Most Americans associate England’s Magna Carta (the Great Charter) with the right to a jury trial if they are accused of a crime. Few realize the Charter was the culmination of a tax revolt. It’s a declaration of economic property rights — against high taxes and government restriction on who can engage in commerce — that has renewed relevance in 2020 America.

There were multiple editions of Magna Carta. The first, extracted under coercion from the English King John in 1215, was quickly afterwards repudiated by him and annulled by the Pope. John’s son, King Henry III, followed the “advice” of his barons and re-issued the Charter in his own name. Subsequent English kings also re-issued it, eventually in English (the original was in Latin). The fundamental theme of the Charter is to enshrine the principle that certain rights can not be infringed by government. Essential among those are the rights of “commoners” to the security of their private property, and the freedom to pursue an occupation.

Recognizing economic rights for the commoners was necessary to the Charter’s existence. To compel King John’s acquiescence, the English barons, who objected to confiscatory taxation levied against them, needed the help of the common people of London. Securing that help required that the economic interests of the Londoners — most importantly the right to engage in trade free from government regulation — be protected as well.

Four centuries later, King Charles’ disregard of those economic liberties precipitated the English Civil War. Charles believed he had the divine right to tax and regulate commerce as he saw fit. Like their counterparts in 1215, business owners in 1642 rebelled, culminating with Charles being beheaded by the commoners in 1649.

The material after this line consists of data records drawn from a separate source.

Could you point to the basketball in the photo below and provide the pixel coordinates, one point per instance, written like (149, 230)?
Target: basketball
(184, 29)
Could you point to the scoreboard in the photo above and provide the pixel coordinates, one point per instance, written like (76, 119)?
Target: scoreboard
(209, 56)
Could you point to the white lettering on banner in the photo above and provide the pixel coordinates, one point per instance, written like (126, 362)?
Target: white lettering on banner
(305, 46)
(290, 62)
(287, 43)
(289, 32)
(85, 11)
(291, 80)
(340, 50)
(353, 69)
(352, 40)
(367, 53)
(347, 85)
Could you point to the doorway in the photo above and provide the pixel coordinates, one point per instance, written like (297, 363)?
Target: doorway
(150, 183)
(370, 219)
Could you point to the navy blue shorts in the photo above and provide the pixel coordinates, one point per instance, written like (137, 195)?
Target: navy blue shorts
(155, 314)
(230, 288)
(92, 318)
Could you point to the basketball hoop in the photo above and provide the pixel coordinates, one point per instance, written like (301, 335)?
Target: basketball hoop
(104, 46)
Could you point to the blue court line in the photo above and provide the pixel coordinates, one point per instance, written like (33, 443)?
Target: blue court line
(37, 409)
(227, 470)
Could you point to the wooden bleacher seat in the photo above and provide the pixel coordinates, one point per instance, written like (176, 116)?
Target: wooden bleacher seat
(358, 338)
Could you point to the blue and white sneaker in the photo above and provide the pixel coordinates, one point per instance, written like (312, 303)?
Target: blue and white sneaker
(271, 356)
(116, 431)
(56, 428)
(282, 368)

English economic refugees carried the Magna Carta principles of economic freedom from oppressive government taxation and regulation across the Atlantic to the American colonies. King George ignored those freedoms and precipitated the American revolution.

About the same time as Americans independence, Scotsman Adam Smith’s Wealth of Nations was published. Smith wrote that the well-being of any society requires the economic rights protected in the Charter. Without those rights, government controls will cripple the economy and undermine individual freedom.

In 2020, our economic liberty is being threatened by government mandated shutdowns. We are being subjected to regulation of private property, business, and commerce in a way tyrannical English kings would envy. Government officials are restricting individual freedom to pursue commerce, contrary to rights guaranteed in Magna Carta. Those most negatively impacted by the shutdown are small-business owners, their families and employees — the very group of people Magna Carta protected from this very sort of oppressive regulation. These shutdowns turn back the clock on economic freedom by eight centuries.

That is illustrated by simply observing who benefits from the shutdown. Two groups! First, those who prefer staying at home, not working, while living off of public largesse — thus binding them to the government like medieval serfs.

Second, large corporations — like medieval guilds — benefit from the government permitting some businesses to operate, but not others. The king’s use of guilds, to limit participation in economic activity to those who bribed him, was one of the abuses Magna Carta prohibited. (Just substitute “lobbied” for “bribed” and the analogy is complete.)

Those today who curtail the economic freedom central to our concept of society do so on the questionable premise of “saving lives”, while destroying far many more from the resulting economic damage. It’s reminiscent of the apocryphal statement from the Vietnam war about destroying a village in order to save it.

It’s not hyperbole to say this upcoming presidential election will literally decide if we continue along the path of economic prosperity based on individual free enterprise as the authors of Magna Carta and our founders envisioned… or do we revert to economic serfdom with high taxes and the sort of government controlled economy (this time called the “Green New Deal”) they rebelled against.

One choice is enlightened prosperity based on time-tested principles of free enterprise. The other is a return to the oppressive economic inequities of the middle ages by abandoning the limits on taxation and government regulation that were proclaimed 800 years ago in Magna Carta.

Gary Beatty

Gary Beatty lives between Florida and Pagosa Springs. He retired after 30 years as a prosecutor for the State of Florida, has a doctorate in law, is Board Certified in Criminal Trial law by the Florida Supreme Court, and is now a law professor.